妄想の根底には、痛みを抱えながらも生き延びようとする意志があります。

その意志を否定せず、優しく受け止めることが、妄想からの脱却の第一歩なのです。

妄想のエネルギーを「創造」に転換する

妄想を完全に排除する必要はありません。

むしろ、それを創造的エネルギーに転換することができます。

 

芸術家や作家、起業家の多くは、強い欠乏感を出発点にしています。

「理想の世界を現実にしたい」という衝動は、妄想の延長線上にあり、妄想を逃避ではなく、実現へのモチベーションに変えるには、「想像」を「行動」に変えるプロセスが必要です。

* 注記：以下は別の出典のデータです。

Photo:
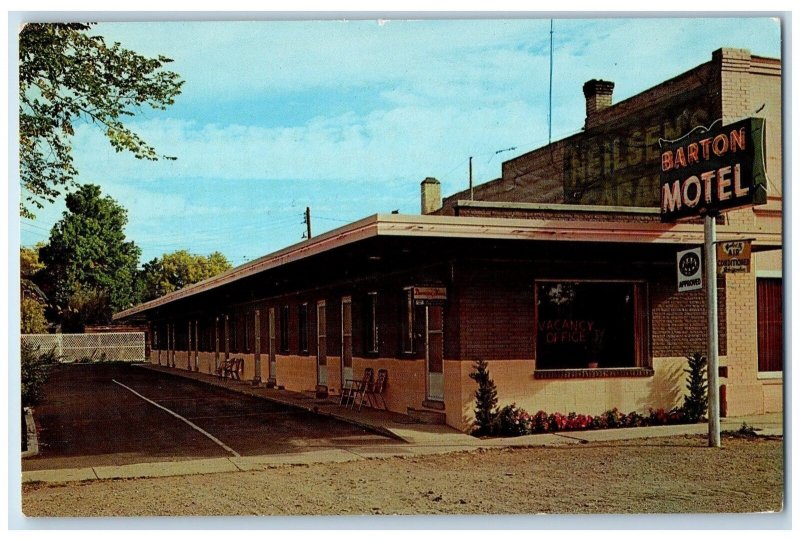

  1. 妄想を言語化する(どんな理想を思い描いているのか)

  2. その理想が生まれた欠乏を見つめる(なぜそれを求めるのか)

  3. 欠乏を受け入れ、行動を決める(何をすれば近づけるか)

この3ステップを踏むことで、妄想は現実逃避ではなく「自己実現の燃料」になります。

 

 

 

まとめ

妄想は、決して恥ずかしいものでも、弱い証でもありません。

むしろそれは、「心が欠乏に抗いながらも生きようとした証」です。

 

ただし、妄想にとどまるか、妄想を超えて現実を変えるか。

その選択が人生を分けます。

 

欠乏を受け入れ、妄想を創造へと転換できたとき、僕たちは初めて「逃げ」ではなく「進化」として心を使えるようになるのです。